I malati di mente, in Sri Lanka, sono spesso relegati ai margini della società e spesso non ricevono cure. Oltre alla Festa degli aquiloni e alla marcia silenziosa l’Istituto nazionale di salute mentale ha aperto le porte della propria struttura. All’interno, alcune mostre – d’arte, d’orticultura, artigianato – con opere prodotte dai malati, per sensibilizzare la comunità e i politici sulla necessità di investire nella salute mentale.

Il rappresentante dell’Organizzazione mondiale della sanità (Oms) in Sri Lanka, il dott. Firdosi Rustom Mehta, spiega: “Nel Paese la salute mentale è considerata una questione importante, o un problema. Formare persone e creare servizi di assistenza e di riabilitazione sono tra i progetti già in cantiere. Noi dell’Oms stiamo lavorando con l’Istituto nazionale di salute mentale e il ministero della Salute. Sono felice di vedere quanto sta facendo lo Sri Lanka per risolvere questo problema e il suo presentarsi come Paese-modello per gli altri Stati dell’Asia del sud. C’è ancora molto da fare, ma siamo sulla buona strada”.

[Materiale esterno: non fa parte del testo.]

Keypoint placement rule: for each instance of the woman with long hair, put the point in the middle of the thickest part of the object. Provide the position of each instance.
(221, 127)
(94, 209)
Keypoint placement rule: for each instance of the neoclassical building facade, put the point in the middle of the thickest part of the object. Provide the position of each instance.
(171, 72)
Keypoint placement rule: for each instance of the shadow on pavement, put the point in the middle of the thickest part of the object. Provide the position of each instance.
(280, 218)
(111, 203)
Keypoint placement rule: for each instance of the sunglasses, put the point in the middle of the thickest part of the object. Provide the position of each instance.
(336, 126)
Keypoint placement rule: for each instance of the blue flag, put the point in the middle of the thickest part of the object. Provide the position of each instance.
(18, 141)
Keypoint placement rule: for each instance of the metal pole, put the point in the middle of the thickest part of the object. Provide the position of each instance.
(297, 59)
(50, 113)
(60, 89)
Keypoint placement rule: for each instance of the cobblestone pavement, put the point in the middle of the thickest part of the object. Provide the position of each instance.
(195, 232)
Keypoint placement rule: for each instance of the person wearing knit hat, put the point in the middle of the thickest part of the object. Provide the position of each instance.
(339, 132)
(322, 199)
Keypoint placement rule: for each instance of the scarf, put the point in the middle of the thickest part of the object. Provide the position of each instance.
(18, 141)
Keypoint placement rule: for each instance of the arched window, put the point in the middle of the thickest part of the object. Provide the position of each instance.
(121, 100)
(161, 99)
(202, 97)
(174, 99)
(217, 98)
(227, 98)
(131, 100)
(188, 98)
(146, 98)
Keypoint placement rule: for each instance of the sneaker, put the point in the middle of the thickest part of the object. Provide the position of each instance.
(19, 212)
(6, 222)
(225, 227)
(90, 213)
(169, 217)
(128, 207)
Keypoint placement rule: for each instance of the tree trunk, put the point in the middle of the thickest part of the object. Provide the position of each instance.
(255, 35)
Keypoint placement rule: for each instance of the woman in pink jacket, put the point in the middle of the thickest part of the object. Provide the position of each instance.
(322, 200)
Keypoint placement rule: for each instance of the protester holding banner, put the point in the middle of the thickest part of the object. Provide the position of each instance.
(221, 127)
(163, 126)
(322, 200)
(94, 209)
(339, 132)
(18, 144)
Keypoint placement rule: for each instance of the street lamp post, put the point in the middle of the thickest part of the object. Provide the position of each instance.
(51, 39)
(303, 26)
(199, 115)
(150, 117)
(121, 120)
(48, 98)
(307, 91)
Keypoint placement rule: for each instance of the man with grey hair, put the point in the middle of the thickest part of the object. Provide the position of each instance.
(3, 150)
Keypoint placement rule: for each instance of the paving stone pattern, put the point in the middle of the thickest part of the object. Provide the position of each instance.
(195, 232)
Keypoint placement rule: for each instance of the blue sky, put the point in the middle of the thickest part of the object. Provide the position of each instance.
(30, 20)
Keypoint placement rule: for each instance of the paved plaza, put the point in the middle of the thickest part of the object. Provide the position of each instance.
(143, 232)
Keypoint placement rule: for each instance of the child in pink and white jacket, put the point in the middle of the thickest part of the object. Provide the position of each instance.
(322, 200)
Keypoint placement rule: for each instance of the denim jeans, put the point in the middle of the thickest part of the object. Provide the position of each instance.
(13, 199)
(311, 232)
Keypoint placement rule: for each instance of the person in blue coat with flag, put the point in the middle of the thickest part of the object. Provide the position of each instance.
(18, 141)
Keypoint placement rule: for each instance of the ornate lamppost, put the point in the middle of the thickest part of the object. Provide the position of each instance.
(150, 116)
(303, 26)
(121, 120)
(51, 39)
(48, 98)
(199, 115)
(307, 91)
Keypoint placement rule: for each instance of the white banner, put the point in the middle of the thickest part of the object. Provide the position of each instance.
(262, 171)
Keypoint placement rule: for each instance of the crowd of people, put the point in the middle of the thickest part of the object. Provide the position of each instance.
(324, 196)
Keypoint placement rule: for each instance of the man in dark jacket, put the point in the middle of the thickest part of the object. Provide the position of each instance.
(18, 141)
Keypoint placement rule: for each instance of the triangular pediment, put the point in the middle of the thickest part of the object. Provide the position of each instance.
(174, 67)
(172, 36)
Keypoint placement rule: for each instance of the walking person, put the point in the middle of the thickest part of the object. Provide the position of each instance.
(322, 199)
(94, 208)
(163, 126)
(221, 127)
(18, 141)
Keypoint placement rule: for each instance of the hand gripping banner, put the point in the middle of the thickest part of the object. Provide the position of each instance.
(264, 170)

“Le malattie mentali – spiega ad AsiaNews Punnya Perera, un’assistente sociale dell’Istituto – sono malattie come tante altre, come il diabete, l’ipertensione o l’infarto miocardico. Le persone si ammalano senza rendersene conto. Devono essere trattati come qualsiasi altro paziente, e devono godere degli stessi privilegi di cui godono gli altri malati”.

Per tutte le persone malate presenti, la festa è stata “una giornata felice”, perché “diversa da quello che facciamo ogni giorno”. Fondato nel 1925, l’Istituto nazionale di salute mentale di Angoda ospita 950 pazienti tra uomini e donne. Oltre alla cura e all’assistenza, la struttura si occupa anche di reintegrare chi guarisce nella società. Un uomo di 27 anni, che viveva nell’Istituto dal 2009, oggi fa le pulizie per l’Istituto e guadagna 400 rupie (circa 2 euro) al giorno. Una donna di 43 anni anni, nell’Istituto dal 1999, oggi lavora in una fabbrica che produce carta e guadagna 7.500 rupie (circa 50 euro) al mese. Insieme a lei lavorano altre 12 donne, tutte pazienti dell’Istituto.